Background: Automated machine-learning systems are able to de-identify electronic medical records, including free-text clinical notes. Use of such systems would greatly boost the amount of data available to researchers, yet their deployment has been limited due to uncertainty about their performance when applied to new datasets.

Objective: We present practical options for clinical note de-identification, assessing performance of machine learning systems ranging from off-the-shelf to fully customized.

Methods: We implement a state-of-the-art machine learning de-identification system, training and testing on pairs of datasets that match the deployment scenarios. We use clinical notes from two i2b2 competition corpora, the Physionet Gold Standard corpus, and parts of the MIMIC-III dataset.

Results: Fully customized systems remove 97-99% of personally identifying information.
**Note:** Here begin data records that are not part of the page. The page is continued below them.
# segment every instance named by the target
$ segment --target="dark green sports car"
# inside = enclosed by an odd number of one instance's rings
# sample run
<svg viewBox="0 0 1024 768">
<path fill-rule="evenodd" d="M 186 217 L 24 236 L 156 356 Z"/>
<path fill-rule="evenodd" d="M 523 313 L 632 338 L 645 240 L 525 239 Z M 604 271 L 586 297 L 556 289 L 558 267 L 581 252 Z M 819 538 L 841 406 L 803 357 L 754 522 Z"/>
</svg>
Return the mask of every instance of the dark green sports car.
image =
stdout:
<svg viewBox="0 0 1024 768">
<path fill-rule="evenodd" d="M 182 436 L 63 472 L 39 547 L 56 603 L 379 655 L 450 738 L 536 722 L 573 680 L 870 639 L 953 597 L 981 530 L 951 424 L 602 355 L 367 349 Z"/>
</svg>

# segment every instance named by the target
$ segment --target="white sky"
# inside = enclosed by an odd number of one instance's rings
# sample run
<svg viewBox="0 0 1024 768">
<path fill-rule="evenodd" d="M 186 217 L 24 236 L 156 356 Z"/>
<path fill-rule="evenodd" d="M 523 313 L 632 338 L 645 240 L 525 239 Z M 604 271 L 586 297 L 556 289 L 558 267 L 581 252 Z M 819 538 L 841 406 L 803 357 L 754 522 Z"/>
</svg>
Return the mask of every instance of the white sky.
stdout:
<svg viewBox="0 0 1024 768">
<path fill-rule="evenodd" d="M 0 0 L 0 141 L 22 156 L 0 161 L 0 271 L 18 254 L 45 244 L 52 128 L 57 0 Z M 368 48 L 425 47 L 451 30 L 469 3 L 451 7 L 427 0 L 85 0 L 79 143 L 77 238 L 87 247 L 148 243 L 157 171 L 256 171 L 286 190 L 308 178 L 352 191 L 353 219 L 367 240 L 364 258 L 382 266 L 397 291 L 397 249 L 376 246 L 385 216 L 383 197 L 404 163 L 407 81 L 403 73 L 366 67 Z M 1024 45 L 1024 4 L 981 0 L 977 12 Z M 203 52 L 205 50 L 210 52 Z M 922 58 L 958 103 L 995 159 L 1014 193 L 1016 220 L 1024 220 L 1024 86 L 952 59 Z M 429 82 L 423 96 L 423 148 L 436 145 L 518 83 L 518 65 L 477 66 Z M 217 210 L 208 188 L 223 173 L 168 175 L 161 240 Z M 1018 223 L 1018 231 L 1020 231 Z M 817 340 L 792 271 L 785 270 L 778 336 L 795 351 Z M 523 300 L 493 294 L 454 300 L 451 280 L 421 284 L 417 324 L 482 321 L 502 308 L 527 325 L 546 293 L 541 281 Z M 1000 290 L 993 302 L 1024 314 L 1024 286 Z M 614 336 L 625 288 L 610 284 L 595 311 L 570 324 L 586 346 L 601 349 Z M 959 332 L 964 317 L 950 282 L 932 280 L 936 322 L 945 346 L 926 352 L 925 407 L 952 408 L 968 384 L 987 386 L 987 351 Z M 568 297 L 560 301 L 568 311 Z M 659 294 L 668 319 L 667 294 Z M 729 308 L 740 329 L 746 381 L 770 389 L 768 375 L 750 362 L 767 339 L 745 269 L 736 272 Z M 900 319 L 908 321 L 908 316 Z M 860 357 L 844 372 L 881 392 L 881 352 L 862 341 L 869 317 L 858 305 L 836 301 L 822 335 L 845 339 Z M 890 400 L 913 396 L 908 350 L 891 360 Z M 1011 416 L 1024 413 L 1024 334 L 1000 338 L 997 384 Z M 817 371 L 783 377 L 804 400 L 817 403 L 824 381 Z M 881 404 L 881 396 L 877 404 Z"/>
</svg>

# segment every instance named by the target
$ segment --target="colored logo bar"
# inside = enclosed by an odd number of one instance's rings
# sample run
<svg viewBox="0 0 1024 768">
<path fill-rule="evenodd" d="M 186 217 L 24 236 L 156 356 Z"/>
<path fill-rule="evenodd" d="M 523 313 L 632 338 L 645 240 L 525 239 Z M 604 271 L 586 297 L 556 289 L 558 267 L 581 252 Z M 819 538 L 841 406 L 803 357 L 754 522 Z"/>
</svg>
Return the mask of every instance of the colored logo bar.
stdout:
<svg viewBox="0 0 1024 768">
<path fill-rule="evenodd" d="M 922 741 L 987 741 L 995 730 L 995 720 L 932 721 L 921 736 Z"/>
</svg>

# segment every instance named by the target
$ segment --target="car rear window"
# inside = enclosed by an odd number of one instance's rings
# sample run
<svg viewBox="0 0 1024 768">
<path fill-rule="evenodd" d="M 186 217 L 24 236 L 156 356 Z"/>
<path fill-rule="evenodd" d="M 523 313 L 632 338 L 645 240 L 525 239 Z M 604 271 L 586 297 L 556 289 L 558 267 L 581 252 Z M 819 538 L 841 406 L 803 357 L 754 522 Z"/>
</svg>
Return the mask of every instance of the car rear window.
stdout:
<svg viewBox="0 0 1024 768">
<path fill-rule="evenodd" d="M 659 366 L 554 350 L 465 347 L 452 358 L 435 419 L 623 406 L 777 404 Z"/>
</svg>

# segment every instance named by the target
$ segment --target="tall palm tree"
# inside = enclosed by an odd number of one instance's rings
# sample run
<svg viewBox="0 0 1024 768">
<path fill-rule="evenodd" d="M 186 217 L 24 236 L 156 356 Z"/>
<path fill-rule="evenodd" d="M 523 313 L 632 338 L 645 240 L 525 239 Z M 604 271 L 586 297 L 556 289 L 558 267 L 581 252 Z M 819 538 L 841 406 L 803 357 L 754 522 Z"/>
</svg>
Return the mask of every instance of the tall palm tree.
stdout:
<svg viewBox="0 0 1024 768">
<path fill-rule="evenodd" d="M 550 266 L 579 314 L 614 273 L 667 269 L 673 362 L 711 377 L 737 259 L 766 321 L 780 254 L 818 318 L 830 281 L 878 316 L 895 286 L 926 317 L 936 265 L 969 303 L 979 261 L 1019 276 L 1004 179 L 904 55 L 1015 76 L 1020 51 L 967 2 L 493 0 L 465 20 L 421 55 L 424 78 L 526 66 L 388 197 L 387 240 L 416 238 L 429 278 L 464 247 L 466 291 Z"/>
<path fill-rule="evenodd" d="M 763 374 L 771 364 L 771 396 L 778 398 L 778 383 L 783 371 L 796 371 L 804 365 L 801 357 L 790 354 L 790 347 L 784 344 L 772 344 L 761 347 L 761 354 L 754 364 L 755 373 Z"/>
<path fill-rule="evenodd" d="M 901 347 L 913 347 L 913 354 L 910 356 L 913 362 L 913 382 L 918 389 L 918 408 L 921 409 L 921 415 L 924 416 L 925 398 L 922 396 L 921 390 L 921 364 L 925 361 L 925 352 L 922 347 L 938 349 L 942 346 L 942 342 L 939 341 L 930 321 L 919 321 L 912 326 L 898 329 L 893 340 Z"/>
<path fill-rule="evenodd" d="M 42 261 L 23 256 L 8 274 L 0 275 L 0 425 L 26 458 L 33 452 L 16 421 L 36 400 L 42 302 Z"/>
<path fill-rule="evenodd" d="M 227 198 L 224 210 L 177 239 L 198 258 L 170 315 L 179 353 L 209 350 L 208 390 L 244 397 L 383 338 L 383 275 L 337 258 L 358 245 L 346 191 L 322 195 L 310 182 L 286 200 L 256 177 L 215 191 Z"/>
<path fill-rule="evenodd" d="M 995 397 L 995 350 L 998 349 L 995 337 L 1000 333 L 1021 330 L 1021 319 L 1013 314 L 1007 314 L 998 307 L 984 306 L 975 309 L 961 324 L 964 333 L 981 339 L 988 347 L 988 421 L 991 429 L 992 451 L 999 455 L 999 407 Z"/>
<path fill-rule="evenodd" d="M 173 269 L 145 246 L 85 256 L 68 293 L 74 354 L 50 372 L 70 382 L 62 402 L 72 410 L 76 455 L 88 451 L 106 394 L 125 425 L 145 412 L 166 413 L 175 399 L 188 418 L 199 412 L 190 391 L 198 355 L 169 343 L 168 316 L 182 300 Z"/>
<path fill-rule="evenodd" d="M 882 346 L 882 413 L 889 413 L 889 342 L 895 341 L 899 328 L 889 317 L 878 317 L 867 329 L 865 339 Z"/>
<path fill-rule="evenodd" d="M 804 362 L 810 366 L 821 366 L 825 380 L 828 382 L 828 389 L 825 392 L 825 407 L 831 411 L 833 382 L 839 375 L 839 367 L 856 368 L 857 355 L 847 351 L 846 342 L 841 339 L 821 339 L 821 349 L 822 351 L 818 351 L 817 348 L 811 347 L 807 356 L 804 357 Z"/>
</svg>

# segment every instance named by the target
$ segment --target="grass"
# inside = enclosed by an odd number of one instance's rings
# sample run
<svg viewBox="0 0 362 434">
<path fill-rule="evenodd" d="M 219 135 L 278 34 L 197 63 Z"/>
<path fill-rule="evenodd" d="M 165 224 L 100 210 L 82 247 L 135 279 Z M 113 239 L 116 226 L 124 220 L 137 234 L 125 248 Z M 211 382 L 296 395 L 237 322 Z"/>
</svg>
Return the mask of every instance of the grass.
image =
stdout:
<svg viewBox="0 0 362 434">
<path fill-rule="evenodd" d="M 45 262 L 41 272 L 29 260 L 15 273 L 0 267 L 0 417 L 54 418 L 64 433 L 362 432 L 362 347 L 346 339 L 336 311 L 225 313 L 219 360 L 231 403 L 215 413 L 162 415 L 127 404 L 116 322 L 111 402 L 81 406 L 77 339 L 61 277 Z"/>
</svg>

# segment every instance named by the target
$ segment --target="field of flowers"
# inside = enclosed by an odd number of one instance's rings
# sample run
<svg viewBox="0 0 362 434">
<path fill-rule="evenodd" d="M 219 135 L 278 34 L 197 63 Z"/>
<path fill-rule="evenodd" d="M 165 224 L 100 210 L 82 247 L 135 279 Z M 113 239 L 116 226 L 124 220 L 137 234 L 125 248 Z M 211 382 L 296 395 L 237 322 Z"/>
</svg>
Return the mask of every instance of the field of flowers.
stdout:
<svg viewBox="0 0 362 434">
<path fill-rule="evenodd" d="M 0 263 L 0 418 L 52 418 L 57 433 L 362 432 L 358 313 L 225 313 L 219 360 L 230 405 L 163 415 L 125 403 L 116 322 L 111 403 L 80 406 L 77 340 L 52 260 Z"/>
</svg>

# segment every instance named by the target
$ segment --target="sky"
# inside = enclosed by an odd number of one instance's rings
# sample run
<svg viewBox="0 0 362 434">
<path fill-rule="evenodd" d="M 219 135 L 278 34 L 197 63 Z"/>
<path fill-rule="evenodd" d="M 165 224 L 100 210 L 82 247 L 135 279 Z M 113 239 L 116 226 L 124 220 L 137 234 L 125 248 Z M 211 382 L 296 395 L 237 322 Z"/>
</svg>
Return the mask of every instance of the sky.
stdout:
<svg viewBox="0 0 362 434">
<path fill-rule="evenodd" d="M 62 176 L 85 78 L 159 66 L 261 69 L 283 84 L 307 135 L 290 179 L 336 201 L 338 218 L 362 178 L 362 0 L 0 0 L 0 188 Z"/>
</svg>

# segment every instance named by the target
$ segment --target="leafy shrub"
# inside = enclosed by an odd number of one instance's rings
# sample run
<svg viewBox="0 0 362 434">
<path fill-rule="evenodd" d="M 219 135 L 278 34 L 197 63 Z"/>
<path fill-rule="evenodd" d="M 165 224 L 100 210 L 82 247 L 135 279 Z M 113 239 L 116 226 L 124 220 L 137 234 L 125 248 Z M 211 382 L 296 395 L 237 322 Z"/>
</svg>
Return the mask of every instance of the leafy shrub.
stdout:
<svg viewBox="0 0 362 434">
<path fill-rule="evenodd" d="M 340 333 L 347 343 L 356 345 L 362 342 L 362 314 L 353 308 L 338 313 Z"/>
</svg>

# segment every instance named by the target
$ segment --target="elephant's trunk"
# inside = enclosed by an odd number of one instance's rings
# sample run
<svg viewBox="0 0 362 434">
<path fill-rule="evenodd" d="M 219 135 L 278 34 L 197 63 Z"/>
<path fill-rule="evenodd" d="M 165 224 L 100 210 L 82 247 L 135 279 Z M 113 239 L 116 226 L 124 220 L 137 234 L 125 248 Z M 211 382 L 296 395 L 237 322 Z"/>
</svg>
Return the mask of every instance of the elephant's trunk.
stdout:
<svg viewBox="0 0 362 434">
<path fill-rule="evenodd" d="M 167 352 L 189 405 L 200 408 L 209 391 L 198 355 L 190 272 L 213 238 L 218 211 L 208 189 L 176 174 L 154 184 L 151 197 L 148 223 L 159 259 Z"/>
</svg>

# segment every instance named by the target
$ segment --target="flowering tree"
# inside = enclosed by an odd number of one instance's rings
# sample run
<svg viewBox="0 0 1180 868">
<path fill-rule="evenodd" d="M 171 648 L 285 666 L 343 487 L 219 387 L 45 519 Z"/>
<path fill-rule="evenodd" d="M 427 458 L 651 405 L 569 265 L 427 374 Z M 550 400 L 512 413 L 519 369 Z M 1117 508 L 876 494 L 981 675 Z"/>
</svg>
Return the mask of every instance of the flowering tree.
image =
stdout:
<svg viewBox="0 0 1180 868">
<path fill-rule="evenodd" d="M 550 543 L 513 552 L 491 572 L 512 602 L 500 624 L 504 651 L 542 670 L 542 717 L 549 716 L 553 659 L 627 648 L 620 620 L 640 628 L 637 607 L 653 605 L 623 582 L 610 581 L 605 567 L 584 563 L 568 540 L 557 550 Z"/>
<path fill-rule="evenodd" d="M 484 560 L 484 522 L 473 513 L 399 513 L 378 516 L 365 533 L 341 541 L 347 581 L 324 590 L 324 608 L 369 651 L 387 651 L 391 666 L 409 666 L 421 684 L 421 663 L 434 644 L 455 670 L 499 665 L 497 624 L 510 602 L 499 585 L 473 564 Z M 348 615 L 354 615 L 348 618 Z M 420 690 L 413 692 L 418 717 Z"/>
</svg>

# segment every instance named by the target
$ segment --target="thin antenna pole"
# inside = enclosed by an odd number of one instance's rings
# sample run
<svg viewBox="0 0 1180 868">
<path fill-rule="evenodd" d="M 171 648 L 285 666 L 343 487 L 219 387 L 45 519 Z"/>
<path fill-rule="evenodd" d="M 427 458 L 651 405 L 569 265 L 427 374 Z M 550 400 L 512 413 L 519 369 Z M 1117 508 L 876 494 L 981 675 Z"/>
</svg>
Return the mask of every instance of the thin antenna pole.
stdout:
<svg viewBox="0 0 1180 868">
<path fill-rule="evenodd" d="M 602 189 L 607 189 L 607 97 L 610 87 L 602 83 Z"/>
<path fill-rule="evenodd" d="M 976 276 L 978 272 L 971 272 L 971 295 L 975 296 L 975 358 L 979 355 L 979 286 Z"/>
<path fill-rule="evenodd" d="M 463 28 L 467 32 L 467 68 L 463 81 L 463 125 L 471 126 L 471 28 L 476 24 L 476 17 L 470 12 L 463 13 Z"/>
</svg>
Performance of off-the-shelf systems varies by dataset, with performance mostly above 90%. Providing a small labeled dataset or large unlabeled dataset allows for fine-tuning that improves performance over off-the-shelf systems.

Conclusion: Health organizations should be aware of the levels of customization available when selecting a de-identification deployment solution, in order to choose the one that best matches their resources and target performance level.